JohnnyRoy ( ) posted Thu, 29 November 2007 at 11:39 AM

Quote - I got a nvidia geforce 6600 videocard 256mb and my carrara works fine and smooth for me.

Your video card is not used during rendering so it doesn't matter what card you have.

Quote - i got 1gb ram DDR1 dual channel and everything works fin

How fast is your CPU because this is what's doing the rendering.

Quote - But when i go to render a picture or a movie, it does it slow, i mean like 1 day for a video of 25 sec. Pictures renders fine. but the videos renders slow. what can be the problem then???????

If by 1 day you really mean 24 hrs, then you are rendering about 1 second of video per hour. If your video is set to 30 frames per second you are rendering at a speed of 2 minutes per frame.
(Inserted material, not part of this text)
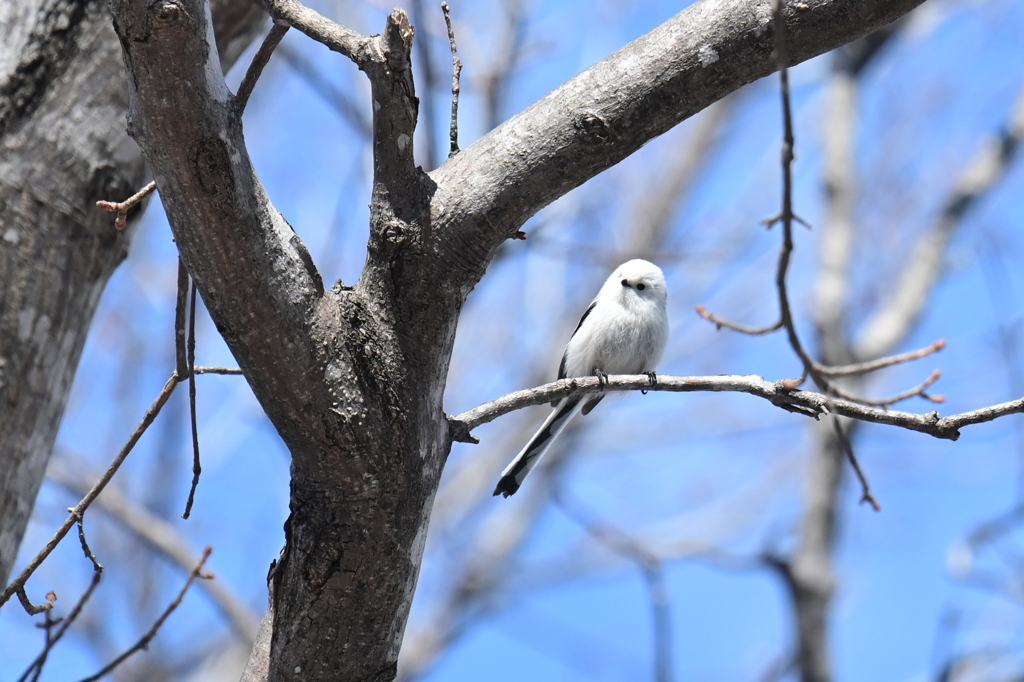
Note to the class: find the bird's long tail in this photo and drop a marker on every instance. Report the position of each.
(538, 445)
That's not too bad depending on how complex the image is.

There are only two ways to speed up rendering. 1) Reduce Complexity. 2) Faster/More CPU

~jr


toffy ( ) posted Thu, 29 November 2007 at 5:07 PM

Quote - > Quote - I got a nvidia geforce 6600 videocard 256mb and my carrara works fine and smooth for me.
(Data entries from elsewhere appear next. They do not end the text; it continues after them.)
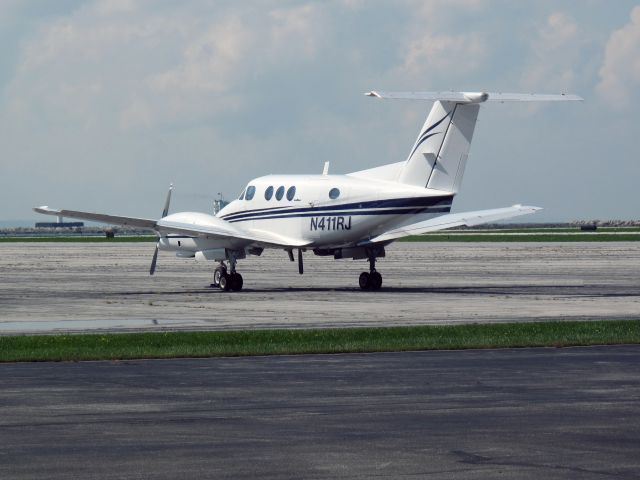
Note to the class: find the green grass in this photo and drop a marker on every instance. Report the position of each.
(79, 239)
(575, 230)
(289, 342)
(534, 237)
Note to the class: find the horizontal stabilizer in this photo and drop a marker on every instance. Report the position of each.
(475, 97)
(99, 217)
(451, 220)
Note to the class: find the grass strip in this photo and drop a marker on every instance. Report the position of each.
(498, 237)
(80, 239)
(121, 346)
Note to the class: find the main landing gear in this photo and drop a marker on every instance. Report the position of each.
(227, 280)
(371, 280)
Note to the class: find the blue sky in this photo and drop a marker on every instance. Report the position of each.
(104, 103)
Your video card is not used during rendering so it doesn't matter what card you have.

Quote - i got 1gb ram DDR1 dual channel and everything works fin

How fast is your CPU because this is what's doing the rendering.

Quote - But when i go to render a picture or a movie, it does it slow, i mean like 1 day for a video of 25 sec. Pictures renders fine. but the videos renders slow. what can be the problem then???????

If by 1 day you really mean 24 hrs, then you are rendering about 1 second of video per hour. If your video is set to 30 frames per second you are rendering at a speed of 2 minutes per frame. That's not too bad depending on how complex the image is.

There are only two ways to speed up rendering. 1) Reduce Complexity. 2) Faster/More CPU

~jr

 

You mean by upgrade to a big CPU? and what about ram? Isn't the ram doing something with the rendering, speed it up? if  I upgrade my ram,does it go faster?


AndyCLon ( ) posted Thu, 29 November 2007 at 5:15 PM

The ram and disk speed don't seem to make any difference the one exception would be if you had a really large scene and it could not all fit in memory.